Recorded in the Martinek Studios, Prague, November/ December 1995
NAXOS 8.553784 [71.09]

Naxos has quietly been doing a grand job on behalf of the music of Bohuslav Martinů. We have two volumes of the chamber music, all six symphonies also his major choral and orchestral work ‘The Epic of Gilgamesh’ and now the complete string quartets in three volumes. There is an element of ‘anorakism’ in us all but it’s worth saying that if you were to buy that lot, the composer’s most significant compositions, it would set you back only about Ł40.

These three quartets make strange bedfellows. The 4th is a typically Czech work. I suppose if Janáček had lived on into the 1930s he might have written a third quartet like this. The 5th is a very fine and intense work more in the style of Bartók; dissonant, aggressive and rhythmic. The 7th is neo-classical and to emphasise that it has three movements with a central Andante and a final allegro seeming to update Vivaldi.

But why do composers write seven or more quartets? Aren’t there enough in the world? Martinů was very prolific and sometimes one wonders in certain works if the composer really had anything to say. The 7th quartet for me is like that. Its twenty-one minutes is stretched out into ramblings and note spinning without much point ‘signifying nothing’, unless I’m missing a point somewhere about music of the neo-classical era. Martinů’s tendency towards notespinning is especially noticeable in the immediate post-war period once he had settled into the security of life in New York. This is, of course, a very personal view.

The other two quartets are fortunately quite different. They pre-date the time when Martinů was driven out of his native homeland by the Nazis in 1940. As such they have more of the earthy Czech quality we associate with works like ‘In memory of Lidice’, finished in 1943 but started well before the war, and the Field Mass (1939). These quartets are each four movement pieces with typically hard-driven scherzos full of momentum and wonderful singing cross-rhythms. Each has a lyrical Adagio slow movement.

Czech dances never seem to be far away not only in the scherzos but, for instance in the first movement of the 4th quartet written in Paris. This also has a typically contrasting second subject. The fourth movement likewise "draws on Moravian and Czech sources for its inspiration". I quote the booklet notes by a writer who has in common with Martinů the fact that (for Naxos and Marco Polo at least) he is wonderfully prolific, Keith Anderson. Not only does he succinctly write about the composer’s life he also gives us analytical notes that are helpful and not overly academic. Of the 5th quartet he tells us that: "political circumstances prevented its performance in 1939 and that it had to wait until 1958 for its 1st performance". It is the longest and finest of the three with a substantial finale, which grows from a suspense laden Lento into a rollicking Allegro. It must have been very frustrating for the composer to wait almost twenty years before he could hear it. But surely Martinů knew Bartók’s 3rd Quartet of 1927.
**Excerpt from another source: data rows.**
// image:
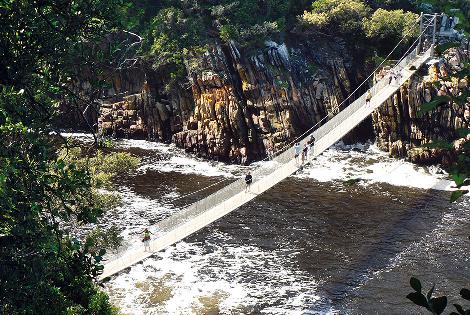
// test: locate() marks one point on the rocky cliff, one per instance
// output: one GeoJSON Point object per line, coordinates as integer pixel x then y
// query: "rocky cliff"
{"type": "Point", "coordinates": [236, 104]}
{"type": "Point", "coordinates": [401, 129]}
I have to say that I have not heard these works before and I therefore feel unable to criticize the performances and to draw comparisons. However I must warn purchasers that the recording seems to be rather top heavy. The cello playing of Jitka Vlasankova may need to be more decisive and clear being here rather subsumed within the group. I shall blame the recording for this. The simple expedient of turning up the bass on the amplifier moderates the effect.

The quartet players are pictured within but why, again, has Naxos taken over seven years to release this disc?